Endothelial SP1 lactylation promotes bronchopulmonary dysplasia via regulation of Cdkn1a expression
摘要
Bronchopulmonary dysplasia (BPD) is a major complication of prematurity, and endothelial dysfunction contributes to its pathogenesis. Although lactate metabolism is dysregulated in BPD, whether lactate-derived lysine lactylation contributes to endothelial dysfunction remains unknown. This study investigated the role of lactylation in endothelial injury and the involvement of SP1-Cdkn1a axis in BPD. We found that lactate levels and global lactylation levels were increased in both in vitro and in vivo models of BPD, accompanied by impaired endothelial proliferation, migration and angiogenic capacity. Integrated bioinformatic analysis identified Cdkn1a as a glycolysis-associated hub gene in BPD, and its upregulation in pulmonary vascular endothelial cells (PVECs) was confirmed experimentally. Subsequent Cdkn1a knockdown alleviated hyperoxia-induced endothelial dysfunction. In addition, inhibition of glycolysis reduced lactylation level in PVECs, suppressed Cdkn1a expression, and partially improved pulmonary microvascular injury.
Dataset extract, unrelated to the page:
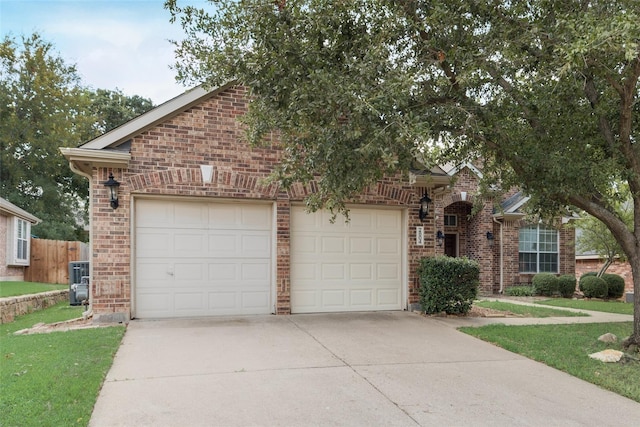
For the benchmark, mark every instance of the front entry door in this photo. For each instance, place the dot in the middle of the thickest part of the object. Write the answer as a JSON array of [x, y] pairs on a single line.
[[451, 245]]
To explore the upstream mechanism, lactylome profiling identified SP1, a known transcription factor of Cdkn1a, as a lactylated candidate. Increased SP1 lactylation and enhanced binding at the Cdkn1a promoter were verified in PVECs from BPD mice. K640R mutation attenuated SP1-dependent Cdkn1a promoter activation. Overall, this study reveals the involvement of endothelial lactylation in pathogenesis of BPD and implicates the SP1-Cdkn1a axis as a potential therapeutic target.